Arrancaba la década y un católico de
estirpe irlandesa que un día se proclamaría berlinés alzaba un jovial Camelot
en medio de los adustos y descarnados laberintos del poder. A miles de
kilómetros, su par, un campesino eslavo que hizo revisionismo de la memoria del
ogro georgiano y golpeó con un zapato la mesa en un plenario de la ONU, se
había propuesto poner un cosmonauta en órbita para proclamar el triunfo del
"hombre nuevo". Ambos dirigentes planetarios llegaron al borde del precipicio
en torno a una isla caribeña con forma de lagarto, y a punto estuvieron de
darle la razón a un inefable y rechoncho párroco a quien yo recuerdo en misa,
los sábados por la tarde, conminándonos al más sincero arrepentimiento ante lo
inevitable de un apocalíptico conflicto nuclear. Y era así, el mundo estaba
polarizado en dos gigantescas placas tectónicas ideológicas que por aquel
entonces tenían un interminable y duro punto de fricción, hasta echar chispas, en
los territorios de lo que en tiempos fue la Indochina francesa.
Ese
cruel y áspero conflicto conmovía a la juventud del llamado "mundo
libre" que renegaba de la generación de sus padres, prefería las flores a
los fusiles, y se reunía en multitudinarios festivales musicales. Eran tiempos
en que se experimentaba, en medio de una inocencia y una fe en el futuro
conmovedoras, con sustancias que disparaban la dopamina y otros
neurotransmisores cerebrales hasta que pudieras ver un submarino amarillo
volando por encima de los edificios más altos de la ciudad. No había duda de
que Lucy estaba en el cielo con diamantes.
Se
hablaba también por aquellos años de un cirujano que trasplantó el primer
corazón.
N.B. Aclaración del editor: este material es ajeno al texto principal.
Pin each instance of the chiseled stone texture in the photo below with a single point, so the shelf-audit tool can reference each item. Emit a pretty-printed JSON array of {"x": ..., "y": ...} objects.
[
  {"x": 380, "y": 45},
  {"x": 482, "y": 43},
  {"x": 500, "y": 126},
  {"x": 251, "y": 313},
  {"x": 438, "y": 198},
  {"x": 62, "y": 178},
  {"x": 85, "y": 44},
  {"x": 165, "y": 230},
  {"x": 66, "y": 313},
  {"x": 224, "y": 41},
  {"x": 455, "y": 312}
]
Y del terrible régimen de apartheid que había en su país. En los
telediarios en blanco y negro de la época una veinteañera en minifalda copaba asimismo
las noticias con su defensa de los católicos norirlandés.
Además,
cierta joven cantante italiana llegaba al convencimiento de que no tenía edad
para amar; el presidente de la República Francesa reconocía que la bellísima
actriz que muchos años después lucharía contra la cruel caza de los bebés de
foca, ingresaba en el país con sus películas más divisas que la Peugeot; el
heredero al trono del país que en el siglo XIX colonizó de muy mala manera y
con gran crueldad el Congo (Vargas Llosa dixit) se unía en santas nupcias con
una española muy pacata dando lugar a un matrimonio sin hijos, con fama de
santurrón, y con un cuñado vividor en Marbella; una sublime cantante de ópera,
cuyos seguidores parecían profesar una religión, formaba pareja con un
multimillonario armador griego de cabellos blancos y enormes gafas de pasta
negra, armador que terminaría desposándose con la viuda de quien forjó el
Camelot washingtoniano (cuando se hablaba de la Nueva Frontera) ante la
inconsolable y augusta tristeza de la intérprete de arias; la princesa
repudiada por el soberano de Oriente
Medio que se creía continuador de la dinastía del legendario Ciro deambulaba
inconsolable con su tristeza por las fiestas más glamurosas de la vieja Europa
y protagonizaba las portadas de las
amables (en esa época) revistas del corazón; Scotland Yard era burlada y
uno de los protagonistas del asalto del siglo gozaba de las playas de Río de
Janeiro ante la imposibilidad de una extradición que acabara con su
aventura de película; un mediático púgil
negro iba a prisión y era desposeído de su título de campeón ante su negativa a
alistarse en la guerra de las guerras de
entonces; una aparentemente quebradiza y muy libre muchacha de duro pasado, de
apartamento con gato y sweter de cuello vuelto, merodeadora y anfitriona de
fiestas con lo más chic de Manhattan, desayunaba muy elegante frente a una
tienda de diamantes, arquetípica del comercio en el que se especializaron los
judíos neoyorquinos; una bellísima, rubia y evanescente actriz norteamericana,
musa que fue del mago del suspense, se
había casado con un príncipe de un minúsculo país de opereta, con cara de pan,
y algo cabezón; un arzobispo ortodoxo que ostentaba la autoridad en una pequeña
isla mediterránea aparecía con profusión en cuanto noticiero se preciara en
esos años….
etc, etc, etc, ... (continuará)
Mientras tanto, yo, en Murcia, me dedicaba
leer tebeos apaisados y en blanco y negro del Capitán Trueno y a jugar al
fútbol, justo donde ahora oferta El Corte Inglés móviles y ordenadores.